DeepSeek Jailbreak Reveals Its Entire System Prompt \ stacker news ~tech

pull down to refresh

DeepSeek Jailbreak Reveals Its Entire System Prompt www.darkreading.com/application-security/deepseek-jailbreak-system-prompt

221 sats \ 5 comments \ @ch0k1 2 Feb tech

Researchers have tricked DeepSeek, the Chinese generative AI (GenAI) that debuted earlier this month to a whirlwind of publicity and user adoption, into revealing the instructions that define how it operates.

view all related items

100 sats \ 1 reply \ @cascdr 3 Feb

Yea this is pretty conclusive evidence that they exfiltrated data/CoT from ChatGPT. Totally on brand for the chinese (rich, impressive history of being really good at copying). Totally unsurprising imo.

What's more surprsing and interesting is this guy figured out how to seed data on the web to jailbreak ChatGPT and other models: https://x.com/elder_plinius/status/1884332137241014531

Rough understanding that @cmd and I came to:

This guy seeds data into the web in the form of leetspeak on very uncommon, long tail phrases inside web pages
The models train on this uncommon data via web scraping.
Alongside the uncommon phrases in step 1, Pliny seeds instructions that circumvent safety restrictions.
The result is a "Manchurian Candidate" that can be awakened at the utterance of the correct phrase or combination of phrases.

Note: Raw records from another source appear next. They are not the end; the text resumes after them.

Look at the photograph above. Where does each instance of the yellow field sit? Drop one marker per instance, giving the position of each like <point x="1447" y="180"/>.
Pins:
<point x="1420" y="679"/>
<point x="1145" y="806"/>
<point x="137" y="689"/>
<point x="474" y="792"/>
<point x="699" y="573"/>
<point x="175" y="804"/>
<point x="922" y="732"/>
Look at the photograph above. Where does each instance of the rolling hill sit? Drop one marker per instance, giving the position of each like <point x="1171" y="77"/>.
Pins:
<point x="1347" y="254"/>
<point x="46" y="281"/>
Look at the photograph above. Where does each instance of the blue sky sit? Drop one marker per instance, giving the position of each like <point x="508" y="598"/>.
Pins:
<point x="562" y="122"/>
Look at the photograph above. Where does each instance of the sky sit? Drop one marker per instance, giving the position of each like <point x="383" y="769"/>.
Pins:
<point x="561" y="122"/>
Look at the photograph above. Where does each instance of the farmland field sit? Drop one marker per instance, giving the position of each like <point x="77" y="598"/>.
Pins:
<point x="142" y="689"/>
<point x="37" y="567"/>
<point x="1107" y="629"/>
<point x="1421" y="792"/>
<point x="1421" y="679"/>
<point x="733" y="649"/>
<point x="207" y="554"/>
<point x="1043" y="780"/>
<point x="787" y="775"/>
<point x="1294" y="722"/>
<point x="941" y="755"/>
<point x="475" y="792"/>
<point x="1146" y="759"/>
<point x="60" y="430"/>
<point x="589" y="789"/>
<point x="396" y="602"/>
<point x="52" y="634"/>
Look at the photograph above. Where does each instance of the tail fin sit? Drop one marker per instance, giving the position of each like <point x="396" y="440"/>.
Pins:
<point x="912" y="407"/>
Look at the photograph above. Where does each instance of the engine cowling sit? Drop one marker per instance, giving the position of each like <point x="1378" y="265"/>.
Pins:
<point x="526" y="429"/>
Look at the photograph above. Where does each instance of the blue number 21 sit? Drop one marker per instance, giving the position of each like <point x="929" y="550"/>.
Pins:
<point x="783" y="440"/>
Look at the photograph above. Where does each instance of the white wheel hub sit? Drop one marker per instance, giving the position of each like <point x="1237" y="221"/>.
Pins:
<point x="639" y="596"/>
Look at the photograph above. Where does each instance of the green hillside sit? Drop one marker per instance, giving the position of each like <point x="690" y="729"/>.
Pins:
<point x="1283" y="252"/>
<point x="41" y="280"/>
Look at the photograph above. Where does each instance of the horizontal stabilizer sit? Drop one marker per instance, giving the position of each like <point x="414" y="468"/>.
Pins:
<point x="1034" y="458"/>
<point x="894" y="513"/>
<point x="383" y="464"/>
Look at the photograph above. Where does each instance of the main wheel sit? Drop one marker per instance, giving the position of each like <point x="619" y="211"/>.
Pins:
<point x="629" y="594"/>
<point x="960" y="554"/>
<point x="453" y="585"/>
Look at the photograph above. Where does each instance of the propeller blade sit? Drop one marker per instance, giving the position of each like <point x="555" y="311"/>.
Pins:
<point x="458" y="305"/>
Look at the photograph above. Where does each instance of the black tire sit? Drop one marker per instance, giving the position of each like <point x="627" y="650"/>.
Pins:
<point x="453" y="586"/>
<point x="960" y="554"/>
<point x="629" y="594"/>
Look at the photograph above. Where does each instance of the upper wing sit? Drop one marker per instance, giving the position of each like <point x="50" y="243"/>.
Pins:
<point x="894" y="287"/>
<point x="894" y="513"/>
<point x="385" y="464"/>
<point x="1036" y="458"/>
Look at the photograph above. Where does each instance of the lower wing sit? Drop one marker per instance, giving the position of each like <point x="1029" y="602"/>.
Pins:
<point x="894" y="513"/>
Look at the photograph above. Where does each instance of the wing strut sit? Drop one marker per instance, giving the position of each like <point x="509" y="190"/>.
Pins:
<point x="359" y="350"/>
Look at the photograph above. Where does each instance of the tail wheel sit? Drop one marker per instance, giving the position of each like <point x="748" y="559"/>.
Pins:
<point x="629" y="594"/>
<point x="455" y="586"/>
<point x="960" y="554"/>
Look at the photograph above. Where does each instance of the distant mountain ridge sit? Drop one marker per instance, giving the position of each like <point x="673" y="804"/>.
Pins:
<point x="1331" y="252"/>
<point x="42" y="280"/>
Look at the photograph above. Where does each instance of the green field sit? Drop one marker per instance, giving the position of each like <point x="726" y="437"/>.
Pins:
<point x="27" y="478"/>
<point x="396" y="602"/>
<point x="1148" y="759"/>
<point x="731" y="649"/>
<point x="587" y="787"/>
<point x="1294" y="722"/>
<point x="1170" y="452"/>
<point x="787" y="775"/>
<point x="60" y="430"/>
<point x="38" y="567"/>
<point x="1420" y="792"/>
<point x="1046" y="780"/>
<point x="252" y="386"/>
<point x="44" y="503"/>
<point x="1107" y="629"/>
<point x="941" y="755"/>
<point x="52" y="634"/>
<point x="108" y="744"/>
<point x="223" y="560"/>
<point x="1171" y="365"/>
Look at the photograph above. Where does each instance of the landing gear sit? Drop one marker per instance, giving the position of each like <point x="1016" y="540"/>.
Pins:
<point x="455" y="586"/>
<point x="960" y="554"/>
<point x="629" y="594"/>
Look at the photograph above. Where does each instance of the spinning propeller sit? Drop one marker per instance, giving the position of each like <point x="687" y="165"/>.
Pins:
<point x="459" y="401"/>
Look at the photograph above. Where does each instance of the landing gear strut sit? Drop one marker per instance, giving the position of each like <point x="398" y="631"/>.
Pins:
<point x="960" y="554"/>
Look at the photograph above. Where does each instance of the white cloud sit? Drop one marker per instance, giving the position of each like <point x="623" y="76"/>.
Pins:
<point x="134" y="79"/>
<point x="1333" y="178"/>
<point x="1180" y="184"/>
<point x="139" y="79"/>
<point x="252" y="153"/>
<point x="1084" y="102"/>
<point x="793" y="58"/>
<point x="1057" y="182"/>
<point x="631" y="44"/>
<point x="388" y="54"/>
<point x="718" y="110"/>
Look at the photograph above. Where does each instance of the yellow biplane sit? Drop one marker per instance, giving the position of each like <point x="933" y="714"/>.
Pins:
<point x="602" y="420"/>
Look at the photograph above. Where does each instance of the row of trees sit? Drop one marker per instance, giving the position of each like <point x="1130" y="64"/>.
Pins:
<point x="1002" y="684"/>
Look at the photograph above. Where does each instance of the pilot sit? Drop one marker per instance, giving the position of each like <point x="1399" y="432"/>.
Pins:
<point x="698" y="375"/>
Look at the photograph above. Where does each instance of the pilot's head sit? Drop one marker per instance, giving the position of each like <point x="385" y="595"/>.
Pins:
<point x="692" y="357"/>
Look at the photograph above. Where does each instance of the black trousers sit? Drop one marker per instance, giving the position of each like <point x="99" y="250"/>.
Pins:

0 sats \ 0 replies \ @nitter 3 Feb bot

https://xcancel.com/elder_plinius/status/1884332137241014531

21 sats \ 0 replies \ @DarthCoin 3 Feb

https://off-guardian.org/2025/02/03/the-rise-of-the-immortal-dictator-what-will-ai-mean-for-freedom-and-government/

0 sats \ 1 reply \ @AlCoHoLnAcEtOnE 2 Feb

Does this have anything to do with being open source?

21 sats \ 0 replies \ @OriginalSize 3 Feb

No this is about training data and protections against it containing malicious instructions. The open source part is about how to train, not the data that's fed into training.